Objection et répression

, par  Moreau (Jacques) , popularité : 5%
Les derniers mois de 1970 ont été riches en événements dans le milieu objecteur. Le nombre de ceux‑ci ne cessant de s’accroître, le pouvoir s’est vu obligé de renforcer la répression. Celle‑ci se fait essentiellement par application rigoureuse de la loi. Cependant, de nombreux « forclos théoriques » ont eu leur demande de statut accordée.

Tout a commencé par Daniel Brochier, jugé le 15 octobre après cinq mois de détention préventive et condamné à six mois de prison pour insoumission. Sa demande d’objecteur avait été faite le jour de son incorporation. Il est actuellement en liberté, les psychiatres militaires l’ont considéré comme « original » et donc inapte au service armé.

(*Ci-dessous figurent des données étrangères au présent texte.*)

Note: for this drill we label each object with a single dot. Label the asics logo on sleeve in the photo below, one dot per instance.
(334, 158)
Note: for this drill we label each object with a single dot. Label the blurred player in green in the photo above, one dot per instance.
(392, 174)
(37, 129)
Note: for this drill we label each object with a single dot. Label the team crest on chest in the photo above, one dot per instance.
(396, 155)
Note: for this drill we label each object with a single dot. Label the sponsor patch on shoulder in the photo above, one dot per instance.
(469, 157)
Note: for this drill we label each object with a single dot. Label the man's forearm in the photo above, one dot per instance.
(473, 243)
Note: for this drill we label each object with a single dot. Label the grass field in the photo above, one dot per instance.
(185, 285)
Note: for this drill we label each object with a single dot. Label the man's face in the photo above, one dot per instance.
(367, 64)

Son compagnon de cellule, Daniel Khol, ignorant l’existence d’un statut pour les objecteurs, avait refusé l’uniforme à son entrée en caserne. Sa demande, écrite en prison, n’a été acceptée qu’après six mois d’incarcération, et il se trouve actuellement en service civil.

Philippe Lamotte, forclos, était insoumis : il s’est présenté à la caserne de Montluc pour mettre au clair sa situation. Après trois semaines de prison dans cette caserne, il est libéré bénéficiant d’une permission. Son cas est en cours de réforme. Affaire à suivre…

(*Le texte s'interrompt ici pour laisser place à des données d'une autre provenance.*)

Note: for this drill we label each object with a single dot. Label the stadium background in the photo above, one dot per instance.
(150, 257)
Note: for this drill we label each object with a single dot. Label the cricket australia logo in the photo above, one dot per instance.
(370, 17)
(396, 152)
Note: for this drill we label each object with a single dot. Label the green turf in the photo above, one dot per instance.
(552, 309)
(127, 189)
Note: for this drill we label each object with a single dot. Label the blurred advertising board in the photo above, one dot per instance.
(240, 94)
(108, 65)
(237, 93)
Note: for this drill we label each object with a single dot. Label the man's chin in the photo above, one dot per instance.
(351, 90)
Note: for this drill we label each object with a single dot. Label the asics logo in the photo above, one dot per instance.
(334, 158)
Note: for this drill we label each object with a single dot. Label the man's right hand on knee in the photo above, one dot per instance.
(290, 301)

Sylvain Puttemans, anar, refuse le statut car c’est un compromis. Il se borne à déclarer qu’il n’a « rien à foutre avec l’armée ». Incarcéré à la prison de Loos (près de Lille), il a entrepris une grève de la faim de trois semaines. Le 17 décembre, procès ; après une plaidoirie percutante de J.-J. de Félice, le soutenant à fond, il est condamné à 18 mois de prison avec sursis. Immédiatement reconduit à la caserne après ce procès, il reste fidèle à sa position en refusant de nouveau l’uniforme qu’on lui présente. De nouveau enfermé à la prison de Loos, il entreprend une nouvelle grève de la faim pour obtenir sa libération conditionnelle. Le 19 janvier, second procès, à l’issue duquel il est condamné à deux ans de prison ferme. J.-J. de Félice qui avait entrepris une plaidoirie très engagée, ne désespère pas de l’appel.

Jean‑Yves Boussereau fait sa demande avec trois semaines de retard. Le statut lui est refusé pour forclusion. Arrêté, il est conduit à la caserne Thomassin de Metz. Le 4 novembre, il entreprend une grève de la faim pour accélérer les démarches. Cette grève se termine, le 22e jour, sous la menace d’une alimentation forcée. Après deux mois de détention, il est relâché puis réformé. Le 29 janvier s’est déroulé à Bordeaux son procès pour insoumission.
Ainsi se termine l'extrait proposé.